Architecture of TPB and WikiLeaks19 Jan 2021
For obvious reasons, I recently got interested in how to build websites that are widely accessible but also resistant to censorship. Naturally, my first instinct was to run off and come up with my own blue-sky designs of the most resilient, censorship-resistant website in the world. But censorship is not new and I realized it would be smart to learn from the past: in particular, The Pirate Bay and WikiLeaks, which both continue to operate even under immense pressure to shutdown.
The first problem to sort out for any website is the domain name, and both these websites have had recurring issues with their domain names being seized. TPB tried a ‘hydra’ approach, where they registered thepiratebay under many different regional TLDs with different small registrars, and they would direct users to any that would work. They hoped this would help protect them from domain seizures, as well as circumvent ISPs that blocked their main .org domain. But unfortunately, their regional TLDs were consistently seized, leaving them with only their .org domain. TPB is able to keep their .org domain because they do technically follow US copyright law: they respond to DMCA takedowns . WikiLeaks is also a .org domain, but has had legal help from the EFF with keeping their domain operating .
The Pirate Bay
The Pirate Bay uses Cloudflare as its edge network and splits traffic between a number of cloud providers. Any one cloud provider suspending them won't cause them to go down because they can easily move the traffic to other clouds or add new ones . It's also unlikely to cause data loss, as they can replicate data between clouds. In addition, Cloudflare's edge network functions like an anonymizing layer, preventing the general public from identifying which cloud providers they use and pressuring them, which almost certainly makes it a lot easier for them to retain services.
WikiLeaks on the other hand has chosen to build out what's essentially their own edge network . They rent space in datacenters to colocate their own machines, and these machines serve their website's traffic.

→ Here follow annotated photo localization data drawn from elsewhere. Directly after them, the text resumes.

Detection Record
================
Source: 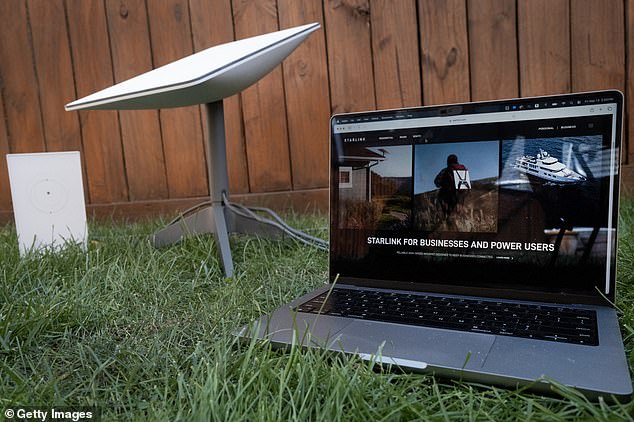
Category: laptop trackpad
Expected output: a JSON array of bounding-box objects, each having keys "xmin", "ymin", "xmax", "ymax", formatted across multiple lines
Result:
[
  {"xmin": 340, "ymin": 321, "xmax": 496, "ymax": 370},
  {"xmin": 258, "ymin": 313, "xmax": 354, "ymax": 349}
]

New documents are submitted through a Tor hidden service, where they likely get stored in the cloud for review. Since document submission is anonymous and relatively low traffic, it would be possible to also anonymize payment for these services by getting someone sufficiently far removed from the project to pay and reimbursing them in cash. Note that I don't have any evidence they do this, but it makes sense to me that they would because keeping documents in the cloud prevents them from being physically seized, and keeping payment sufficiently far removed from key project members prevents their systems from being identified through financial records.
- Operating as a non-profit under a .org domain seems most likely to minimize domain seizures.

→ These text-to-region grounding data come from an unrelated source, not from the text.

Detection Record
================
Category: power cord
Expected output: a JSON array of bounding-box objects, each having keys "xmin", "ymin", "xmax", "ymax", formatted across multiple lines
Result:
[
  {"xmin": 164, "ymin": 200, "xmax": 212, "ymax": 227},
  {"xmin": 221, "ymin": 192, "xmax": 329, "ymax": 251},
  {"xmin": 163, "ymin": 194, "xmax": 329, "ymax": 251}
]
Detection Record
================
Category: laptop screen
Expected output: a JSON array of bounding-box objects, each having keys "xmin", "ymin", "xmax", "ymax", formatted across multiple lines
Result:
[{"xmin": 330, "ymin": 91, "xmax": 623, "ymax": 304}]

- Anonymity is centrally important to censorship-resistance. It prevents retribution against the clients of a service, and allows the service itself to blend in among its vendors' customers.
- Censorship-resistance is one of many network effects of edge CDNs, and this is because they have diversity in their points of presence. Even if content is taken down in one region, it will still likely be available in others, and therefore accessible even where it’s blocked through a VPN.